Cape Town 4. Gün
Gansbaai Köpekbalığı Kafes Dalışı
Köpekbalığı kafes dalışı hava durumundan direk etkilenecek bir aktivite olduğu için hangi gün gideceğimize Swaziland’daki 3. günümüzde rüzgar ve yağış durumuna bakıp karar verdik ve rezervasyonu ondan sonra yaptırdık. Ödemeyi ise dalışa gittiğimiz gün yaptık.
Bu turu organiza eden pek çok firma var. Biz Marine Dynamics i tercih ettik. Bölgenin doğal kaynaklarını koruyabilmek için ilgili projelere ve vakıflara destek veren bir şirket olmasının bunda büyük etkisi oldu.

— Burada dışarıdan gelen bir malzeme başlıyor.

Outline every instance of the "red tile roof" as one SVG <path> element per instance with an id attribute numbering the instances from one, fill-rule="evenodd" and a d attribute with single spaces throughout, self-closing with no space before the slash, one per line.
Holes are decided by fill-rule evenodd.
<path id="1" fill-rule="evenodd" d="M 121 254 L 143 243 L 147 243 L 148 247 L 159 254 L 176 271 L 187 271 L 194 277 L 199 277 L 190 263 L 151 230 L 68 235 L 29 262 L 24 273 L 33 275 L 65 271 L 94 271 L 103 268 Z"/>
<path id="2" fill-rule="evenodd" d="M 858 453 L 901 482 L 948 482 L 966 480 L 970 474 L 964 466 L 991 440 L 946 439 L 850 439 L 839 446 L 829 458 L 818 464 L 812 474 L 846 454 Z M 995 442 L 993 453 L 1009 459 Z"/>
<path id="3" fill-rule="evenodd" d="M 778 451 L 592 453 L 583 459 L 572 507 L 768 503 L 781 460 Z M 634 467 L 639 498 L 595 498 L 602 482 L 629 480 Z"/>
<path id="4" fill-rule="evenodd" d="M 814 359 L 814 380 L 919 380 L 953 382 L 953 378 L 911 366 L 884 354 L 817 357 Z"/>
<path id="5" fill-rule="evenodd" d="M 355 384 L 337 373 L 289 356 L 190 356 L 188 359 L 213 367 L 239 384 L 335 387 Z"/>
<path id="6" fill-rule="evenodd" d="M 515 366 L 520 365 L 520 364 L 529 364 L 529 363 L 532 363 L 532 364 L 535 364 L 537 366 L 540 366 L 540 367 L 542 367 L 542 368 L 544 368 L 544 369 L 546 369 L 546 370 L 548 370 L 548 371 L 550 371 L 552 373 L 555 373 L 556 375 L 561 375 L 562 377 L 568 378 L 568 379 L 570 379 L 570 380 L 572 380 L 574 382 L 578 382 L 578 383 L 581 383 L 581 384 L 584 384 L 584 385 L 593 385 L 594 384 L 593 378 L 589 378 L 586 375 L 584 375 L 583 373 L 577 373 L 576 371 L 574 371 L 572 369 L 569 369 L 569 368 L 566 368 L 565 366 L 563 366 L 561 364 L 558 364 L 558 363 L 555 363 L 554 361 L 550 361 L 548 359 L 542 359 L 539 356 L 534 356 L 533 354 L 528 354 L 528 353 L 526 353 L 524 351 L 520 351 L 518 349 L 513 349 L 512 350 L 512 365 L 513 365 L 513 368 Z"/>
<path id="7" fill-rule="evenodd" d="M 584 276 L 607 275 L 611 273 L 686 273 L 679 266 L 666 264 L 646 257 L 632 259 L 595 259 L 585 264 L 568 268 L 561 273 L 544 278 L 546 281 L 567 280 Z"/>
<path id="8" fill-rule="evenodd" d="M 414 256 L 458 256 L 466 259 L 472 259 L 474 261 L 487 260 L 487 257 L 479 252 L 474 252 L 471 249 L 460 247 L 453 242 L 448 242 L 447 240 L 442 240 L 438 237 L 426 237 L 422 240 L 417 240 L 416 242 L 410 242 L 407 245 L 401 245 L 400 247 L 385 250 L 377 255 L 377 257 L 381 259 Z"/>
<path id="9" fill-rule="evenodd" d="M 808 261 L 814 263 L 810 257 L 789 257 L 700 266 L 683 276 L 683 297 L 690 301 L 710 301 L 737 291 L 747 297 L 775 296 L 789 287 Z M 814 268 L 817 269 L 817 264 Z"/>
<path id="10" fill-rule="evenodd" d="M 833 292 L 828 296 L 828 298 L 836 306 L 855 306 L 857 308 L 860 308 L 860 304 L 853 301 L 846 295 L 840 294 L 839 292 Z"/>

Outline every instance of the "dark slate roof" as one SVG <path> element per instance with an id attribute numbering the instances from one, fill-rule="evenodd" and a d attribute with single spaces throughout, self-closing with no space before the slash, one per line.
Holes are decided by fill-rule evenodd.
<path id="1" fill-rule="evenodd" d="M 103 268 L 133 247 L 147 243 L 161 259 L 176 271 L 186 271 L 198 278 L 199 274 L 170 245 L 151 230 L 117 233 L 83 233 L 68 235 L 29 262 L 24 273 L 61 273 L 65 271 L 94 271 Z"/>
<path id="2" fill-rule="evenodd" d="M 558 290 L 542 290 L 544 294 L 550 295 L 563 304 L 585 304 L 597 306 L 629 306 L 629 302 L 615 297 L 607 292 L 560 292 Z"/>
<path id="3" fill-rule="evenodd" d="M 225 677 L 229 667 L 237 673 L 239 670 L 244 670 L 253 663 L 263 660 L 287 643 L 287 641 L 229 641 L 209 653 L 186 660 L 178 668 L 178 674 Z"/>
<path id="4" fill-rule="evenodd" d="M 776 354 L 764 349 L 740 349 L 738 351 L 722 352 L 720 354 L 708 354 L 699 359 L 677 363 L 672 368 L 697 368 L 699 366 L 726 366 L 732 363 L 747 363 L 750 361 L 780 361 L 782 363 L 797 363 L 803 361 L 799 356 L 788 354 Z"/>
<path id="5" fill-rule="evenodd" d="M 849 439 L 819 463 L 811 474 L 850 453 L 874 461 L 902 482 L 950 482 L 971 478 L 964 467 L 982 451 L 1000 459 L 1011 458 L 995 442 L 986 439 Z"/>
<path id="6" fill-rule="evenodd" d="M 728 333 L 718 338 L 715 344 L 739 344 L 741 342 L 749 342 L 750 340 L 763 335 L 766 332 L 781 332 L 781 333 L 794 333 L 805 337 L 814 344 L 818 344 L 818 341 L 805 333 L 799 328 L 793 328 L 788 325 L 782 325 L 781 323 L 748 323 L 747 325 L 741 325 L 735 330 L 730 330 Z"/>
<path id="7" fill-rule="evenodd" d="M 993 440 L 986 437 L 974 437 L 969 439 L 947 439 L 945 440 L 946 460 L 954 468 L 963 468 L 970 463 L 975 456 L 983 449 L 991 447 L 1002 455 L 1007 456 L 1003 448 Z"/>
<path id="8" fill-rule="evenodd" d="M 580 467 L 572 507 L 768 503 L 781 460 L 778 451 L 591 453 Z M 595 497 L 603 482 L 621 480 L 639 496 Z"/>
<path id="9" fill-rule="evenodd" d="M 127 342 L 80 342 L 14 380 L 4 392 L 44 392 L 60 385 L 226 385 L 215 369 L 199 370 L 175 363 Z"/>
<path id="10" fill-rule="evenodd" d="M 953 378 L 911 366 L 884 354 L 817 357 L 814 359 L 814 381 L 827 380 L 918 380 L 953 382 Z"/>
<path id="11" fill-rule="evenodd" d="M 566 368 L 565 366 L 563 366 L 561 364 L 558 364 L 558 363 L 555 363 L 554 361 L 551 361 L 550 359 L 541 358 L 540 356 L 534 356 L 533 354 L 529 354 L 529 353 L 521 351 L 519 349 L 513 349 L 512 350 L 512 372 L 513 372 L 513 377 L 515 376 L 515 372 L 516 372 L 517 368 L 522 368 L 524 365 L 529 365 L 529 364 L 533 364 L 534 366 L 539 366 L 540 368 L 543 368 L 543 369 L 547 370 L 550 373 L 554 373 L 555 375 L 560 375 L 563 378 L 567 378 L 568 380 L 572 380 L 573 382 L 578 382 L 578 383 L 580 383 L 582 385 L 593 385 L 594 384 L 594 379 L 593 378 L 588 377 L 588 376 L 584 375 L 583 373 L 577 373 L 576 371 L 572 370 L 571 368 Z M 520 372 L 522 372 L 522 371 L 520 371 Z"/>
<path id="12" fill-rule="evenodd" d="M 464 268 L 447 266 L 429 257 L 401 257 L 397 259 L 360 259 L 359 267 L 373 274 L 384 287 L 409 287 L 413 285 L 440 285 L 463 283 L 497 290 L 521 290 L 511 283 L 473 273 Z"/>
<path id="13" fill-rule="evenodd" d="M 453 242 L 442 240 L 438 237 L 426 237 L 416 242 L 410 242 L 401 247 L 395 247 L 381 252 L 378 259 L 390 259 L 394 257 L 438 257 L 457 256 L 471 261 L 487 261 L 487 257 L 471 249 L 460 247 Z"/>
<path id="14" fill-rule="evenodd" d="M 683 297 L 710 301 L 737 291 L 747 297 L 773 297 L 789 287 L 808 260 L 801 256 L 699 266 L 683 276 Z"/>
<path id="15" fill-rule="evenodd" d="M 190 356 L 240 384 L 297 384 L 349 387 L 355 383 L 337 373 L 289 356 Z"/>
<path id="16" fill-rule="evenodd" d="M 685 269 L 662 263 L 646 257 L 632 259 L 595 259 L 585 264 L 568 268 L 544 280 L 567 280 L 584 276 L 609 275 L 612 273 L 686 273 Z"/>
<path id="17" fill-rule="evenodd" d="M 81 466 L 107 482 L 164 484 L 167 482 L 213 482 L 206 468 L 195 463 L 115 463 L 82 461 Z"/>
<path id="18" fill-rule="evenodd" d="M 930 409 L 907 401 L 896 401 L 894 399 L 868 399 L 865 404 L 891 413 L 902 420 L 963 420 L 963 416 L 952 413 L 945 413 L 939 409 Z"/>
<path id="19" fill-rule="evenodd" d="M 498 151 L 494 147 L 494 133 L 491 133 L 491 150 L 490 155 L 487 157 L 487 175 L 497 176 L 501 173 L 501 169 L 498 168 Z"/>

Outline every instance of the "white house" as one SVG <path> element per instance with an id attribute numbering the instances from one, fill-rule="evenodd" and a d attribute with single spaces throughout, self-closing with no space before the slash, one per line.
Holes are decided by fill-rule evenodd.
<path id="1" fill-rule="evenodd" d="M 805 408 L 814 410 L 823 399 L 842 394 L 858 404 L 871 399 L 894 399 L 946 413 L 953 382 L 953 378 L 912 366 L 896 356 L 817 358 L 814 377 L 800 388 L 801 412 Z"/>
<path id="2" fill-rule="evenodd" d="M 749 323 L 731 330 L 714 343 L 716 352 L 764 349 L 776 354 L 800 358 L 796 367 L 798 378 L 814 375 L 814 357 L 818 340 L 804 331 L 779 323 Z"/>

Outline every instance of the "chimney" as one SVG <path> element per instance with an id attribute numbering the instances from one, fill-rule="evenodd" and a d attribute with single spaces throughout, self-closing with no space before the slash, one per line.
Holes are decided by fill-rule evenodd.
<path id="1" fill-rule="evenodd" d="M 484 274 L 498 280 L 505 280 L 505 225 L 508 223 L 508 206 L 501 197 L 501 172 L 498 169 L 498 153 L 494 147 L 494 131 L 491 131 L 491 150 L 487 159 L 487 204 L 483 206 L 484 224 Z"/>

Cape Town’dan Gansbaai 2.5-3 saatlik bir yol olduğu için günün ikinci dalışını seçmiştik. Teknenin hareket saatini gelgit durumuna göre belirledikleri için son günün akşamına kadar bizi evden saat kaçta alacaklarını bilmiyorduk ama 06:10’da da almalarını beklemiyorduk açıkçası! Servisin herkesi toplaması saat 7:00’yi, Kleinbaai’deki Great White House’daki ofislerine varmamız da saat 10:00’u buldu. Güzel bir açık büfe kahvaltıdan sonra kaydımızı yaptırıp aynı zamanda deniz biyoloğu olan rehberimizin bilgi ve uyarılarını dinledik. Mesela Cape Town’dan buraya gelirken yaptığımız araba yolculuğunun kafes dalışından kat kat daha tehlikeli olduğu söyledi. Ama video çekicem diye elleri dışarı çıkarmamak kaydıyla!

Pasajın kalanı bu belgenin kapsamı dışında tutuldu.